Stubben tend to have piping around the seat,
Lou x


----------



## cidermillcottage1 (8 July 2007)

hi tia,

no its defo a stubben has stubben on the brass plate on the back and the stubben symbol on the little circular pin things by the stirrup bar.  

I wanted to try to find out what type of stubben it is i.e. a parcival, siegfried etc?? 


Stubben is printed over the buckle guard under the saddle flap but it also says Rhinegold...have done a search on google for Stubben rhinegold but nothing is coming up!!!..unless its imitation stubben!!!!! ahhhhh!

How do you think i could find out what type it is??


----------



## Tia (8 July 2007)

Maybe they used to make a model called Rhinegold then?  I don't remember it, but that isn't saying much LOL!!

Can you post a photo on here of it?  Maybe we can help you further if we can see what it looks like?


----------



## Folara (8 July 2007)

Are you sure it doesnt say Stubben Rhineland?

Just a thought as ive never heard of a Stubben Rhinegold but Stubben are German and thats also known as Rhineland.


----------



## cidermillcottage1 (8 July 2007)

here are some photos....please excuse me it needs a big clean and oil!!!!! 

 [image]http://s166.photobucket.com/albums/u87/davinarharris/?action=view&amp;current=bits010.jpg[/image] 
 [image]http://s166.photobucket.com/albums/u87/davinarharris/?action=view&amp;current=bits009.jpg[/image] 
 [image]http://s166.photobucket.com/albums/u87/davinarharris/?action=view&amp;current=bits008.jpg[/image]  [image]http://s166.photobucket.com/albums/u87/davinarharris/?action=view&amp;current=bits007.jpg[/image]


----------



## cidermillcottage1 (8 July 2007)

oppss! didn't work here goes again!


----------



## Tia (8 July 2007)

LOL!!  Well it's definitely Stubben  
	
	
		
		
	


	




.

I'd think you could get over £200 if you clean it up....perhaps more!  I'd put it on Ebay if I was you.


----------



## Folara (8 July 2007)

As Tia says, defo a Stubben.

Looks like a pretty old one but they hold their price well.

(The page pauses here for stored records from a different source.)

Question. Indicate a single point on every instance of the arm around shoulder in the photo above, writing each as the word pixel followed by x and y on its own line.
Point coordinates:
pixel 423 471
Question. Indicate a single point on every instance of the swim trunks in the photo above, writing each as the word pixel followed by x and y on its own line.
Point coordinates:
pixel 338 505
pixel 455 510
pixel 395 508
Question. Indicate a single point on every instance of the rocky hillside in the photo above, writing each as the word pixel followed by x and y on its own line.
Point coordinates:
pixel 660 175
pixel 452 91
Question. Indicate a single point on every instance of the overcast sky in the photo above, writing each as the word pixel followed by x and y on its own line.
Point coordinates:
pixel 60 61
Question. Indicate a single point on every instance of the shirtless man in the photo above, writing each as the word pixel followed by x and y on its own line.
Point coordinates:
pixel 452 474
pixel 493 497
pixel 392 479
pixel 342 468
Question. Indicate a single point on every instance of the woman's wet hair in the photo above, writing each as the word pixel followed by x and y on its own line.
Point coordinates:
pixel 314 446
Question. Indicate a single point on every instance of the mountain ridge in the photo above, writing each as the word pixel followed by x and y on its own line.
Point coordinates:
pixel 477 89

Good luck with selling it.


----------



## k9h (8 July 2007)

The numbers on the top left of the buckle guard are the OD so if you contacted stubben with them they should be able to tell you what it is!!

Good luck with selling looks a fine saddle!


----------



## dieseldog (8 July 2007)

If you put it on EBay the width is 28.5 which is a narrow narrow medium, people will want to know that


----------



## cidermillcottage1 (8 July 2007)

Diesel dog thats great but how the hell did you know that?!?!?!!!!!  am I missing something?!?!


----------



## Tia (8 July 2007)

LOL!!  Because it says it on the saddle.  
	
	
		
		
	


	




  The size is always stamped on them and you can see it in one of the photos of underneath the saddle flap.


----------



## cidermillcottage1 (8 July 2007)

ah ah!!!! you learn something new every day!!!! thanks for all your help guys!!  I have emailed stubben with the id number so will await there response and stick it on ebay!!!


----------